Die Schlierbacherin Britta Weil, die für den SV Faurndau startet, kam mit zwei Silbermedaillen so erfolgreich wie noch nie von der Armbrust-Weltmeisterschaft aus dem schweizerischen Wil zurück. Sie erzielte mit ihrer Armbrustaus aus zehn Metern Distanz 384 Ringe; ihre Mannschaftskolleginnen Bianca Glinke (Hannover) 387 Ringe und Nathalie Zier (Kehl) 377 Ringe. Insgesamt erzielten die deutschen U23-Juniorinnen 1148 Ringe und wurden damit Vizeweltmeisterinnen mit der Mannschaft.

Es war so knapp wie nie, denn nur ein Ring fehlte auf das Team aus Frankreich, das mit 1149 Ringen den Titel holte. Die Bronzemedaille ging an Russland (1136), das deutlich hinter der deutschen Manschaft lag.

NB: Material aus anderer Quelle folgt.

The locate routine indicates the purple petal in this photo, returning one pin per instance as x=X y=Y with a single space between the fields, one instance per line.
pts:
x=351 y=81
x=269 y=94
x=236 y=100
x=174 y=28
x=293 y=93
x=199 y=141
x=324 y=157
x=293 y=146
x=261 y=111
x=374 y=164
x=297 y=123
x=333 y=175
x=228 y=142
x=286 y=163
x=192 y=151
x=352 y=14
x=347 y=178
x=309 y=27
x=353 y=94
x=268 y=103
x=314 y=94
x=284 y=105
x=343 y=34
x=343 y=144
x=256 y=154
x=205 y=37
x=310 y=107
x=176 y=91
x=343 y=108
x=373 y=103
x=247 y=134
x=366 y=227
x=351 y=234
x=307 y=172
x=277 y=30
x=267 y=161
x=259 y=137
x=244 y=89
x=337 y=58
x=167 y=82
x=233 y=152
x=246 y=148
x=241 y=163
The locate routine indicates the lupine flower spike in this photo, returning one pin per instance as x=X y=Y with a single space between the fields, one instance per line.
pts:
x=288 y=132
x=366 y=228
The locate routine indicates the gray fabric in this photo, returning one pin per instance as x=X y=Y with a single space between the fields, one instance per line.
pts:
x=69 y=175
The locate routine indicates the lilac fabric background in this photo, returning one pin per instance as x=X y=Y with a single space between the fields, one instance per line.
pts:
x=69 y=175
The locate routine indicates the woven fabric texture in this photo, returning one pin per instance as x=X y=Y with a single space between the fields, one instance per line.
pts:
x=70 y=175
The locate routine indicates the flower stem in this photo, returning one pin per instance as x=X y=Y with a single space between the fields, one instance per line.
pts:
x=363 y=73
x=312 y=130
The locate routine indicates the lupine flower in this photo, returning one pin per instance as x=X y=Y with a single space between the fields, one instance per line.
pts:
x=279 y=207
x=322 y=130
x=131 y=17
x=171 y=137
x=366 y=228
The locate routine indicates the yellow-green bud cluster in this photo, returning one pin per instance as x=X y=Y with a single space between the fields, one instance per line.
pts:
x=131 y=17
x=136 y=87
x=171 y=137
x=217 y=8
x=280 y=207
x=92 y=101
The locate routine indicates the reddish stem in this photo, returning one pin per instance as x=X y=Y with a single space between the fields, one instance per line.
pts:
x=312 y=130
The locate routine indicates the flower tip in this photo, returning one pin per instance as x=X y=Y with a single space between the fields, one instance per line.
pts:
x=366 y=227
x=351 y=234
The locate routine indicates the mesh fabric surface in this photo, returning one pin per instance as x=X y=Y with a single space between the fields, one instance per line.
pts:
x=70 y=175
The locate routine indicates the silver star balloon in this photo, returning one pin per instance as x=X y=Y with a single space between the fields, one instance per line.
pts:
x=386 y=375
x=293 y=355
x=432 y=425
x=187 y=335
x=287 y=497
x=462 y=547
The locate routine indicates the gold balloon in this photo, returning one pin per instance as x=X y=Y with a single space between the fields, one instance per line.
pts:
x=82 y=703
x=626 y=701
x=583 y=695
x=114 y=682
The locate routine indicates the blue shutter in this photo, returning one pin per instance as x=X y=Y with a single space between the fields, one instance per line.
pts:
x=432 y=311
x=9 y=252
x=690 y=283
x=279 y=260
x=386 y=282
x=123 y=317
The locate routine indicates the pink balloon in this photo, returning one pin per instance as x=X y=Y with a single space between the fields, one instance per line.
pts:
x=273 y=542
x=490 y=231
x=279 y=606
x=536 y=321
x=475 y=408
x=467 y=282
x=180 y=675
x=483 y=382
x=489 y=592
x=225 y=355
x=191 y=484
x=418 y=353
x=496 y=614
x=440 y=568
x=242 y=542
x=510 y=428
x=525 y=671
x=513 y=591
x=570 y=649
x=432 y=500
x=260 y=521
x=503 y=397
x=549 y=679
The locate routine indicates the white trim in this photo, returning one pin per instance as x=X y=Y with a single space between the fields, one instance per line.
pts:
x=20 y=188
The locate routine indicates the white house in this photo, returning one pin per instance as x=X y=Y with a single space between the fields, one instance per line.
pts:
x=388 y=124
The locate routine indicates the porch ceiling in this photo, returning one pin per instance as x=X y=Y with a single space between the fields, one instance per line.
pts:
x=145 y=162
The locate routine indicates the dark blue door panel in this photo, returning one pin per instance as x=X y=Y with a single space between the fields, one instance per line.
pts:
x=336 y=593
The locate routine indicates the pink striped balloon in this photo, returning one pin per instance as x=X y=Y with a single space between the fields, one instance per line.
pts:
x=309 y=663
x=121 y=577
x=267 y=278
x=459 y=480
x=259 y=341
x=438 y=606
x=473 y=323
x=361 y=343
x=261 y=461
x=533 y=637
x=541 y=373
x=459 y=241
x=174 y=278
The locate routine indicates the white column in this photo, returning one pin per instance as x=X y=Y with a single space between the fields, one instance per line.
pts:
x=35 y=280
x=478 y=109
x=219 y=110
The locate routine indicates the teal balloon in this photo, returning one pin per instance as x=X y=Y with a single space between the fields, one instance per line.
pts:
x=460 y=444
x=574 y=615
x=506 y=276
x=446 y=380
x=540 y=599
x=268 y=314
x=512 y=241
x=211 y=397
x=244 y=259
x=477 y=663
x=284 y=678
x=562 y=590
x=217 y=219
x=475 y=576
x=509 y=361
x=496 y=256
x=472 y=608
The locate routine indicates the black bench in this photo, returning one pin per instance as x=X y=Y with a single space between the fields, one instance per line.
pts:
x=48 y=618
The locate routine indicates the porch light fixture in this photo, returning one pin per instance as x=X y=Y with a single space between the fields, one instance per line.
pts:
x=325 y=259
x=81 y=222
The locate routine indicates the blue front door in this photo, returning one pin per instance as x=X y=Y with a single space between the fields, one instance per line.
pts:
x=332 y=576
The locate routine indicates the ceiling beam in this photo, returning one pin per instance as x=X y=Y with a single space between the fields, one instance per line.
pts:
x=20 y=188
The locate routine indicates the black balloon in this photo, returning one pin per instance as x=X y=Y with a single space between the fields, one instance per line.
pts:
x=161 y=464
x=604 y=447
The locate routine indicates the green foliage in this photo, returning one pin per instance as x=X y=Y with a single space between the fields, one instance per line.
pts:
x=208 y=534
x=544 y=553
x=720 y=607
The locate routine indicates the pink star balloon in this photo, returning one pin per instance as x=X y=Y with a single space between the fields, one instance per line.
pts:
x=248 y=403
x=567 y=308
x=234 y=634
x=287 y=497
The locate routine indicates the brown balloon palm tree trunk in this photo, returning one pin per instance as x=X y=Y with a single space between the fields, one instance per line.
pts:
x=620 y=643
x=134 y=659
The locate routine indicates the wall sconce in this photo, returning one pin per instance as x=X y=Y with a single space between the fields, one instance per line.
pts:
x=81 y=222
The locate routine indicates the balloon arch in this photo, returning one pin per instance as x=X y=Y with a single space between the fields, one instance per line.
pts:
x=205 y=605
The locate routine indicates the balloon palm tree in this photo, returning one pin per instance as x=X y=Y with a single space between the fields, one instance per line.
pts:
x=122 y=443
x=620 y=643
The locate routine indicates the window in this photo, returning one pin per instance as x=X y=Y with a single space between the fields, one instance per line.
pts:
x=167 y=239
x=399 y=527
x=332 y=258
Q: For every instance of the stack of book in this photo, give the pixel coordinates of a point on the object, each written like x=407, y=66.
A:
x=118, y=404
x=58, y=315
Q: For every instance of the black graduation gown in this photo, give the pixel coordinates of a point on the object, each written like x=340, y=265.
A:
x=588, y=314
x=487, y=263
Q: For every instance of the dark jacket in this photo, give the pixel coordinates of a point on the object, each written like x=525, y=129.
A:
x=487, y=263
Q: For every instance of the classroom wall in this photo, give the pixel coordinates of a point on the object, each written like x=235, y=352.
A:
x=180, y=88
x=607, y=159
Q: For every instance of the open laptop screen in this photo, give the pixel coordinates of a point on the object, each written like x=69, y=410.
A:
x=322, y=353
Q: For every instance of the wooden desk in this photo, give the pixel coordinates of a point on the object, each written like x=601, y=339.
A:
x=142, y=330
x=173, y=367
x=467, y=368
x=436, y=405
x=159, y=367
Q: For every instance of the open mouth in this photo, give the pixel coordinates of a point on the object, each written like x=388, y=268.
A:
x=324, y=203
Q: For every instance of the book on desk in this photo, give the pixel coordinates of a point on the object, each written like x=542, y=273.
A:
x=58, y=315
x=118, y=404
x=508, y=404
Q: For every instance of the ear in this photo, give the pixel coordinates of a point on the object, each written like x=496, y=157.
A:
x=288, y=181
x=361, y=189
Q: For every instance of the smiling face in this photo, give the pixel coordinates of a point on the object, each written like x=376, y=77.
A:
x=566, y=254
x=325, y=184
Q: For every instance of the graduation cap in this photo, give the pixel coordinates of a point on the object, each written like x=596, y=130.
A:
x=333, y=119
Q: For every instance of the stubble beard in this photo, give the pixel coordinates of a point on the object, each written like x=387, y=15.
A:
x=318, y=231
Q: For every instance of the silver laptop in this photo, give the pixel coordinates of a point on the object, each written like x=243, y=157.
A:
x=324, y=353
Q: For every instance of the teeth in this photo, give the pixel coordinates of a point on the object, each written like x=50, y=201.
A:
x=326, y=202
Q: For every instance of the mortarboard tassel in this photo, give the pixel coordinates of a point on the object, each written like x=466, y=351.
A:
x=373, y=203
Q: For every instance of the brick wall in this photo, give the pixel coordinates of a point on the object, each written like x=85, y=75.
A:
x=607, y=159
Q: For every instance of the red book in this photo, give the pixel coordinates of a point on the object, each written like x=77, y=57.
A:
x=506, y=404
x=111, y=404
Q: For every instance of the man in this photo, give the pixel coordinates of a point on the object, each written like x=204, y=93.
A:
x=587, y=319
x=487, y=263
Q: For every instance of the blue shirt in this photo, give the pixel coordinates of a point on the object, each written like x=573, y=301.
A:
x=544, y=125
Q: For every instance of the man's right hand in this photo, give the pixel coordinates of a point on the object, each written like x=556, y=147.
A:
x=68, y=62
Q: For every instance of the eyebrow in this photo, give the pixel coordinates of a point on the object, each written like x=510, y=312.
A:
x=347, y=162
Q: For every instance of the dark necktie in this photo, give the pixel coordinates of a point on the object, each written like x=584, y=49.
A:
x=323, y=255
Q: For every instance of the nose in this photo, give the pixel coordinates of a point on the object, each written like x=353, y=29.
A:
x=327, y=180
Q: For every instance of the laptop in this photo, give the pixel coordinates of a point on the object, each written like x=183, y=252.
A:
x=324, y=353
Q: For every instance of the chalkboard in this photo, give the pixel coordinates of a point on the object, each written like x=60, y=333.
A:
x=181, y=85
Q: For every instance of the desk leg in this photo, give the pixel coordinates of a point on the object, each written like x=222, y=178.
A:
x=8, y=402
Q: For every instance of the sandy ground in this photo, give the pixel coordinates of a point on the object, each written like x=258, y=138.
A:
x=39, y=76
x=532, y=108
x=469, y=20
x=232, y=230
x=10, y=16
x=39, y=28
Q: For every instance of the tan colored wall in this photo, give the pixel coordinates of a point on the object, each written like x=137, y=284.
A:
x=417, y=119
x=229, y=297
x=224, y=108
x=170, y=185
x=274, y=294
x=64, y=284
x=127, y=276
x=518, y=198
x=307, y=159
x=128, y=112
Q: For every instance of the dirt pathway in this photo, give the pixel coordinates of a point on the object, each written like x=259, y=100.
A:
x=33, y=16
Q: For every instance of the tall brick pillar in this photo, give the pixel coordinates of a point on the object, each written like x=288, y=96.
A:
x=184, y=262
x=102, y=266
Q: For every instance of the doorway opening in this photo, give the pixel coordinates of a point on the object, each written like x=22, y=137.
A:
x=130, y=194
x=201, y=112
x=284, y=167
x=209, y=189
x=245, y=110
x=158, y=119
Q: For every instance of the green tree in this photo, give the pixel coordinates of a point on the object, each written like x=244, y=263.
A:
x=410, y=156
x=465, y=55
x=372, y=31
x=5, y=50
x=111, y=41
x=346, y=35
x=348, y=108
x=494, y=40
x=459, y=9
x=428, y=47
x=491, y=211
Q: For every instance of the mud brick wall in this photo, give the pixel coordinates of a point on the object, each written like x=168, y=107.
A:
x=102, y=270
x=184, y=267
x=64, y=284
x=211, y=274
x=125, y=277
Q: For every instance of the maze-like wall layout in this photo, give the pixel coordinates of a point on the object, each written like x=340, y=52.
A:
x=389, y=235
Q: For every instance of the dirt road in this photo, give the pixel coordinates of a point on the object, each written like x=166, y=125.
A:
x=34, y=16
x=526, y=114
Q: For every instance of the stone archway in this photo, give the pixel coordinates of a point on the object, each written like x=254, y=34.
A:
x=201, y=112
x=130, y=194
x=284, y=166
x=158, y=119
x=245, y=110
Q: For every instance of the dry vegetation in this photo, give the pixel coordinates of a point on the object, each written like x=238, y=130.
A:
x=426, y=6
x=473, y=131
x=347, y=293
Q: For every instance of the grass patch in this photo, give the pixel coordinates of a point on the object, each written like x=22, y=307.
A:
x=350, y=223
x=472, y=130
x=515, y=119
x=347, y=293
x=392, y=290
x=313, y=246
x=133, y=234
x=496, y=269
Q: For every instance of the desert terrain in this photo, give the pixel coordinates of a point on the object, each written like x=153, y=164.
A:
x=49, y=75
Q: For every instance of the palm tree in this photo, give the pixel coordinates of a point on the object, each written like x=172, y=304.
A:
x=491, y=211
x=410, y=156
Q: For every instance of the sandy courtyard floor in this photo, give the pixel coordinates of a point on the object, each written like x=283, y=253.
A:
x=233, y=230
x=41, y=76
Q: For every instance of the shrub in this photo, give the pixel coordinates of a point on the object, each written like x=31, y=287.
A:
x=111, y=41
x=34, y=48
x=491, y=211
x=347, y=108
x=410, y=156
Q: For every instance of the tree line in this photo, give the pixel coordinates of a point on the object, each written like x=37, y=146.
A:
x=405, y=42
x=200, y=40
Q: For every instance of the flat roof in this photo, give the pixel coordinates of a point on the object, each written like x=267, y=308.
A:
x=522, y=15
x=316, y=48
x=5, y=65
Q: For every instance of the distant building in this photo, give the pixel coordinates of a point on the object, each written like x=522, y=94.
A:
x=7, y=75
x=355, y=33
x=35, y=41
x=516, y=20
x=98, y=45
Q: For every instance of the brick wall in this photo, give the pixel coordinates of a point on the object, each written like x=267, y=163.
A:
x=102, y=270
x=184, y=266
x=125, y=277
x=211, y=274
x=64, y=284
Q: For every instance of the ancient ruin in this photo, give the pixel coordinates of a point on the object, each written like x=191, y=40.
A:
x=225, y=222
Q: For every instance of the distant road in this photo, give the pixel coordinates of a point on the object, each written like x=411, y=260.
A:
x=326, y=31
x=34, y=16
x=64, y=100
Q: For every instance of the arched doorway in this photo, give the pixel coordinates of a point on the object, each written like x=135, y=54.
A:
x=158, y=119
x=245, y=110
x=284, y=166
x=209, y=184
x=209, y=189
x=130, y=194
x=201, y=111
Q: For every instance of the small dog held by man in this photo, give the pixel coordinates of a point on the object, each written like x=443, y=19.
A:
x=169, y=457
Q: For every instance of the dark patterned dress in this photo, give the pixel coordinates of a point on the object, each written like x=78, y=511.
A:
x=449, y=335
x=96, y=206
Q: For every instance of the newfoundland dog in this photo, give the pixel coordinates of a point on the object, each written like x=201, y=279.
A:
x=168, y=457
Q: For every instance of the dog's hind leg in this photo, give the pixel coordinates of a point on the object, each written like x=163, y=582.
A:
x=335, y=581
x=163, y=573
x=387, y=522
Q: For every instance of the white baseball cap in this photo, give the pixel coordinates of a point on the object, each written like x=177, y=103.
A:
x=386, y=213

Mit ihrem Ergebnis qualifizierte sich Britta Weil als Vierte fürs Finale. Dort werden zehn Schuss abgegeben, dieses Ergebnis wird mit der Ringzahl vom Wettkampf addiert; das Gesamtergebnis entscheidet über die Platzierungen und die Einzelmedaillen. Die Schlierbacherin stieg sehr gut ins Finale ein. Mit zwei Zehnen in Folge lag sie nach dem zweiten Schuss auf dem zweiten vorgerückt. Sie wollte unbedingt eine Einzelmedaille und schaffte es ab dem dritten Schuss (9/9/10/10/9/9/9/10), sich vom dritten Platz nicht mehr verdrängen zu lassen. Mit einem guten 95er-Finale und ihren 384 Ringen vom Vorkampf kam Sie auf insgesamt 479 Ringe, drei weniger als ihre Mannschaftskollegin Bianca Glinke und zwei mehr als die Österreicherin Marie-Theres Auer.